The Lost Daughter Ending: Olivia Coleman’s Character and Final Plot Twist Explained

We’ve all been absorbed by Olivia Coleman’s The Lost Daughter on Netflix, which came to a somewhat confusing ending.

We’ve all been absorbed by Olivia Coleman’s The Lost Daughter on Netflix since it was recently released, which came to a somewhat confusing ending. 

The Crown star fronted the film, a directorial debut for actress-turned director Maggie Gyllenhaal, as a middle-aged professor Leda Caruso (Coleman) heads on holiday by herself to Greece. 

Her peaceful holiday is interrupted by a rambunctious Italian-American family, among whom is a beautiful but mysterious young woman called Nina (Dakota Johnson). 

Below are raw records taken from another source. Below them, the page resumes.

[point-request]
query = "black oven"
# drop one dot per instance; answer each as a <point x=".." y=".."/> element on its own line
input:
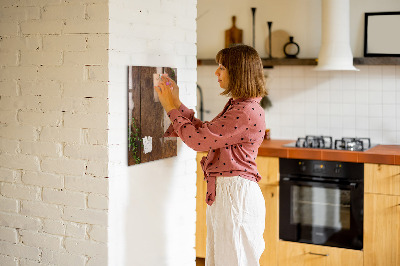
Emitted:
<point x="321" y="202"/>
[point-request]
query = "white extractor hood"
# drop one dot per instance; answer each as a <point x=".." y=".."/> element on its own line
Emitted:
<point x="335" y="52"/>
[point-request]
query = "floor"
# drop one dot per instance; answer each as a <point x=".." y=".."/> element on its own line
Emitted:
<point x="200" y="262"/>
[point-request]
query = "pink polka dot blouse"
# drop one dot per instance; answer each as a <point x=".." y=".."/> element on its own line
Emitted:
<point x="232" y="139"/>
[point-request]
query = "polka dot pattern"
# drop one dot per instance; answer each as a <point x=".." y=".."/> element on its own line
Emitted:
<point x="232" y="139"/>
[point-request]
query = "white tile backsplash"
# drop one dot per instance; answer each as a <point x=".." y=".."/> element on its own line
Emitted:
<point x="363" y="103"/>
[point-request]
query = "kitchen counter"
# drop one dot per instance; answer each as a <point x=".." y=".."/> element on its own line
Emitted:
<point x="380" y="154"/>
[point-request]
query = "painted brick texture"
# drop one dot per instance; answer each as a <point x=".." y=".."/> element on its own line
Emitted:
<point x="156" y="199"/>
<point x="53" y="132"/>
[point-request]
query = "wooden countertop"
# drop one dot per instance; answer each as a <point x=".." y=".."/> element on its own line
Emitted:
<point x="380" y="154"/>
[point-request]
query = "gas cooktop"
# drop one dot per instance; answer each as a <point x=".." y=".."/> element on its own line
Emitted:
<point x="326" y="142"/>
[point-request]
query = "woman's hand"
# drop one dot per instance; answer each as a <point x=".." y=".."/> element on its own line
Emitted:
<point x="165" y="96"/>
<point x="175" y="90"/>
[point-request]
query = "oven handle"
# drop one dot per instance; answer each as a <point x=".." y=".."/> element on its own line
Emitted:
<point x="318" y="254"/>
<point x="310" y="182"/>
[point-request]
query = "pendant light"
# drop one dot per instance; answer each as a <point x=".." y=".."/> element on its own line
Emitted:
<point x="335" y="52"/>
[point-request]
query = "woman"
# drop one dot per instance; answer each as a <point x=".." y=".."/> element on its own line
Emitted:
<point x="236" y="211"/>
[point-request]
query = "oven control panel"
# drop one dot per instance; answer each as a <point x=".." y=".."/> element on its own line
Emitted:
<point x="331" y="169"/>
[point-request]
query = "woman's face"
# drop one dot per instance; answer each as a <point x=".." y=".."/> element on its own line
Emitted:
<point x="223" y="76"/>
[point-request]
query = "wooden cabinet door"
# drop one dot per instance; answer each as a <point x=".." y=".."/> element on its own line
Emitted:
<point x="382" y="179"/>
<point x="381" y="230"/>
<point x="299" y="254"/>
<point x="201" y="206"/>
<point x="268" y="168"/>
<point x="271" y="232"/>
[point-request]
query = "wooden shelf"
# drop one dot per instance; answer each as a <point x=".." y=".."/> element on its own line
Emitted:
<point x="377" y="61"/>
<point x="269" y="63"/>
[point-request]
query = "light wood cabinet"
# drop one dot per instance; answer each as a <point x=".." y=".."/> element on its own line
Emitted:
<point x="382" y="215"/>
<point x="382" y="179"/>
<point x="201" y="205"/>
<point x="299" y="254"/>
<point x="268" y="168"/>
<point x="271" y="232"/>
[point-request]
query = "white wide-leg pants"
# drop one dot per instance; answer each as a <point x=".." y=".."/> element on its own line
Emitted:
<point x="235" y="223"/>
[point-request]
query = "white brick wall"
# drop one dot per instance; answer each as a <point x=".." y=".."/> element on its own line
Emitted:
<point x="60" y="138"/>
<point x="53" y="132"/>
<point x="152" y="205"/>
<point x="336" y="103"/>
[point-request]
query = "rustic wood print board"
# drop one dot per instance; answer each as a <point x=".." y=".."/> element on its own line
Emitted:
<point x="147" y="120"/>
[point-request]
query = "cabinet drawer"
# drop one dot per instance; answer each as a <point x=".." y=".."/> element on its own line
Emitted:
<point x="381" y="230"/>
<point x="382" y="179"/>
<point x="299" y="254"/>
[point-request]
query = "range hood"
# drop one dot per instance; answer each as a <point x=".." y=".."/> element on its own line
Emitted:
<point x="335" y="52"/>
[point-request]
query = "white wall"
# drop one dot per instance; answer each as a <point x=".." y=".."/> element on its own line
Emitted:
<point x="53" y="133"/>
<point x="301" y="19"/>
<point x="337" y="103"/>
<point x="152" y="205"/>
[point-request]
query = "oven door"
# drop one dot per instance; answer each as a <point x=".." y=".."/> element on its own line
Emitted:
<point x="321" y="212"/>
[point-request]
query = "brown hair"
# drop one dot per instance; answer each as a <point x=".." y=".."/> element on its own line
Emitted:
<point x="246" y="78"/>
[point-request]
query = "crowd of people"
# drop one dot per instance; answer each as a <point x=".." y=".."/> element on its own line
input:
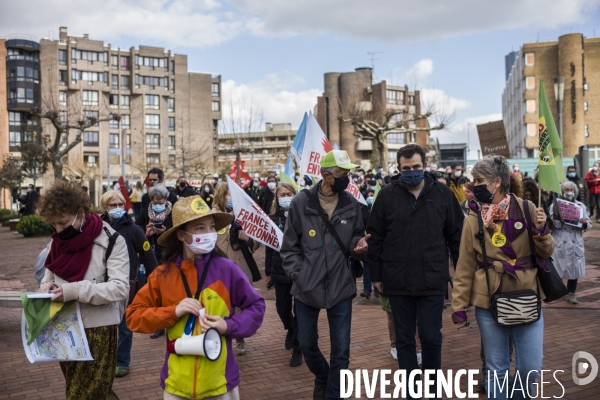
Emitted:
<point x="148" y="271"/>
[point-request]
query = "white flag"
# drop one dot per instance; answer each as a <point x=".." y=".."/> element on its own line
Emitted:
<point x="253" y="220"/>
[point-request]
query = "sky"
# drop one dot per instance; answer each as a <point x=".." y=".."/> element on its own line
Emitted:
<point x="273" y="53"/>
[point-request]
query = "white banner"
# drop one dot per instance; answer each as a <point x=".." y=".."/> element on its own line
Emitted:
<point x="316" y="145"/>
<point x="253" y="220"/>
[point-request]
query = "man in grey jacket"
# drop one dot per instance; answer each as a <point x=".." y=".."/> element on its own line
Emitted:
<point x="322" y="274"/>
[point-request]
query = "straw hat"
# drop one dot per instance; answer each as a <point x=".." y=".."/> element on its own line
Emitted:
<point x="190" y="208"/>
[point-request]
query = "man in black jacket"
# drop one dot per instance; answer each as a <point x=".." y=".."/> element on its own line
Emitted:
<point x="413" y="223"/>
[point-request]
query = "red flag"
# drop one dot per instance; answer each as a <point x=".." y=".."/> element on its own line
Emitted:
<point x="245" y="179"/>
<point x="124" y="192"/>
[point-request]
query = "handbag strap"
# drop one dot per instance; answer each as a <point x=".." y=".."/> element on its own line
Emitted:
<point x="480" y="235"/>
<point x="200" y="283"/>
<point x="317" y="206"/>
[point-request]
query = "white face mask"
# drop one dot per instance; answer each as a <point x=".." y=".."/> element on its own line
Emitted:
<point x="202" y="243"/>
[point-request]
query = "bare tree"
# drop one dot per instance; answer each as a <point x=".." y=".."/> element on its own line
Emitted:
<point x="374" y="120"/>
<point x="242" y="118"/>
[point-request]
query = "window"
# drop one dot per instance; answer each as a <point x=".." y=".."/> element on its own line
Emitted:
<point x="113" y="100"/>
<point x="530" y="82"/>
<point x="153" y="160"/>
<point x="530" y="106"/>
<point x="62" y="98"/>
<point x="153" y="141"/>
<point x="152" y="102"/>
<point x="62" y="77"/>
<point x="114" y="140"/>
<point x="152" y="121"/>
<point x="125" y="82"/>
<point x="90" y="138"/>
<point x="394" y="96"/>
<point x="529" y="59"/>
<point x="125" y="102"/>
<point x="124" y="63"/>
<point x="89" y="115"/>
<point x="397" y="138"/>
<point x="90" y="97"/>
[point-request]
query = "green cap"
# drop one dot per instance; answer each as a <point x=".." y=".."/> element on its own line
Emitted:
<point x="337" y="158"/>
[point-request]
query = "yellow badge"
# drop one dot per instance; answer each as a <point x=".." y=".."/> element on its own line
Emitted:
<point x="498" y="239"/>
<point x="518" y="225"/>
<point x="199" y="206"/>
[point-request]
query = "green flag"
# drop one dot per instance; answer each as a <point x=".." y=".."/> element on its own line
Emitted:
<point x="38" y="312"/>
<point x="551" y="170"/>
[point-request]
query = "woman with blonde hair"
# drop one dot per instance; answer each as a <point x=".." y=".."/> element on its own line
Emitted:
<point x="237" y="246"/>
<point x="142" y="262"/>
<point x="76" y="269"/>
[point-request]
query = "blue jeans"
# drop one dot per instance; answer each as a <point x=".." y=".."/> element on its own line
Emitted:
<point x="528" y="341"/>
<point x="339" y="318"/>
<point x="124" y="346"/>
<point x="367" y="286"/>
<point x="424" y="312"/>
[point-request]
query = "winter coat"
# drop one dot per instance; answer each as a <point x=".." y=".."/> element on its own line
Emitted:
<point x="139" y="248"/>
<point x="311" y="256"/>
<point x="224" y="244"/>
<point x="273" y="261"/>
<point x="224" y="290"/>
<point x="583" y="193"/>
<point x="102" y="303"/>
<point x="593" y="182"/>
<point x="569" y="253"/>
<point x="470" y="287"/>
<point x="410" y="238"/>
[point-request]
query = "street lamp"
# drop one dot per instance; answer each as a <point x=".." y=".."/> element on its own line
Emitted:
<point x="559" y="92"/>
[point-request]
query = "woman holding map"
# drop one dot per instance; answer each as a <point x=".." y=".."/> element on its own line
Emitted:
<point x="76" y="270"/>
<point x="569" y="225"/>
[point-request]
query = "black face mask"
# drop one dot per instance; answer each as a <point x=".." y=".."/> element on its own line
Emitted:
<point x="68" y="233"/>
<point x="483" y="195"/>
<point x="340" y="184"/>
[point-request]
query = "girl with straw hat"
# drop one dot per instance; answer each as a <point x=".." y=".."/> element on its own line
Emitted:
<point x="172" y="296"/>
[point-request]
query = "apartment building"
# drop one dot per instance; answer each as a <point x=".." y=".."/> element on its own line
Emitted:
<point x="348" y="90"/>
<point x="150" y="108"/>
<point x="574" y="58"/>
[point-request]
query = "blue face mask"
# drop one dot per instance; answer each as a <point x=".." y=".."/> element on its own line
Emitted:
<point x="412" y="178"/>
<point x="158" y="208"/>
<point x="116" y="213"/>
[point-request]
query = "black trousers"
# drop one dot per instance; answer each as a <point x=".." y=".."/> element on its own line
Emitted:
<point x="286" y="308"/>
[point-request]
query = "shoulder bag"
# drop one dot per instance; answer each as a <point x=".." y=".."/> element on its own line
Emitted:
<point x="512" y="308"/>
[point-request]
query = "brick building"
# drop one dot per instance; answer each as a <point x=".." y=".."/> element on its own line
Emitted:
<point x="168" y="116"/>
<point x="577" y="60"/>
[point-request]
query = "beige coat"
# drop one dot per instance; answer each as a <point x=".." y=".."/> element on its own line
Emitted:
<point x="102" y="303"/>
<point x="234" y="255"/>
<point x="469" y="283"/>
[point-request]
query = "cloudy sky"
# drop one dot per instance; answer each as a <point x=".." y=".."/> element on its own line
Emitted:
<point x="276" y="51"/>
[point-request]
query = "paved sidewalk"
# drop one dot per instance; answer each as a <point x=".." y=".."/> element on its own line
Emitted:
<point x="264" y="370"/>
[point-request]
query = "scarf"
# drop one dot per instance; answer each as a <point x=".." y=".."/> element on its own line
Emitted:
<point x="154" y="217"/>
<point x="70" y="259"/>
<point x="495" y="212"/>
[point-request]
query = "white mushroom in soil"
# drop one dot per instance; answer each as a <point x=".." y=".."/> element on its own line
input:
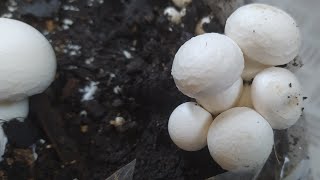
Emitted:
<point x="14" y="110"/>
<point x="251" y="69"/>
<point x="27" y="64"/>
<point x="181" y="3"/>
<point x="264" y="33"/>
<point x="240" y="139"/>
<point x="225" y="100"/>
<point x="207" y="64"/>
<point x="245" y="97"/>
<point x="277" y="95"/>
<point x="199" y="27"/>
<point x="188" y="126"/>
<point x="174" y="15"/>
<point x="3" y="142"/>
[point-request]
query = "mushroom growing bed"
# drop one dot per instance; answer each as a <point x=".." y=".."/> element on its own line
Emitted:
<point x="113" y="93"/>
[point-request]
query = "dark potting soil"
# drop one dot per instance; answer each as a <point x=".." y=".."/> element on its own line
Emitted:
<point x="121" y="52"/>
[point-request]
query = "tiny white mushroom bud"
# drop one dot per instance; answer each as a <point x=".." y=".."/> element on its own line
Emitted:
<point x="14" y="110"/>
<point x="3" y="142"/>
<point x="240" y="139"/>
<point x="251" y="69"/>
<point x="188" y="126"/>
<point x="245" y="98"/>
<point x="217" y="103"/>
<point x="265" y="33"/>
<point x="28" y="62"/>
<point x="199" y="27"/>
<point x="277" y="95"/>
<point x="173" y="15"/>
<point x="181" y="3"/>
<point x="209" y="62"/>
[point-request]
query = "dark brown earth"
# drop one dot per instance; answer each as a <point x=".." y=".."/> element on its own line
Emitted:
<point x="75" y="139"/>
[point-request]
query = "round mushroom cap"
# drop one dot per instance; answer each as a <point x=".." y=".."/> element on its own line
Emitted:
<point x="217" y="103"/>
<point x="277" y="95"/>
<point x="27" y="61"/>
<point x="14" y="110"/>
<point x="240" y="139"/>
<point x="264" y="33"/>
<point x="188" y="126"/>
<point x="208" y="62"/>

Viewers are taken along on Leda’s journey following a disturbing incident, which sees the professor acting out unpredictably and leads to the flashback of her own personal backstory as a young woman, played by Jessie Buckley. 

The two-hour-long film was released on New Year’s Day, and now fans are trying to discover what really happened at the end.

Warning: Spoilers for The Lost Daughter in the rest of this article.

The Lost Daughter ending:

Throughout the film The Lost Daughter, Leda admires Nina as a young mother who is struggling with her daughter, Elena.

When Elena went missing for a short amount of time on the beach, Leda stole the young girl’s toy doll. 

This upset the small child during their trip to Greece and caused Nina’s family to relentlessly search for the doll and even post “missing” posters for the toy.

Leda then reminisced about her own struggles with her daughters Bianca and Martha while she had the doll hidden in her apartment. 

Leda found out that Nina is having a love affair with a member of the resort staff, Will (Paul Mescal), but keeps their affair under wraps and even lends her room out to the pair for obvious reasons.

Nina naturally fears the worst if her husband Toni (Oliver Jackson-Cohen) was to find out about her affair, but it’s suggested that he’s involved in criminal activities and could be capable of killing her.

During an argument in Leda’s flat, the professor says she’s an “unnatural mother”, while she opens up about the emotional struggles that come with motherhood. Leda then admits to stealing Nina’s child’s doll and uses the excuse that she was just “playing”. 

This causes Nina to flip out furiously and stab Leda in her stomach with the hatpin that Leda bought and gave to her earlier in the film. Nina quickly leaves Leda’s apartment while Leda deals with the blood from her wound. 

Shortly after, Leda packs up her belongings and escapes the resort. However, she gets out of the car as she leaves and stumbles onto the beach where she collapses.

Miraculously, she wakes up the next morning to the sound of crashing waves on the shore and gets a phone call from her children who are relieved to find out she is alive after fearing the worst.

The call is portrayed alongside shots of her touching her wound before she corrects her daughters: “No, I’m alive, actually.”

She then peels an orange using the same snake-like motions she performed to open the fruit when Bianca and Martha were younger. 

She replies to her daughters, “Go on, tell me all about it.”

We are then immersed in a final flashback, to when Leda peels open an orange with her daughters while they whisper: “Peel it like a snake, don’t let it break.”

In the credits, we then see Leda sitting on the beach peeling the orange while still on the phone.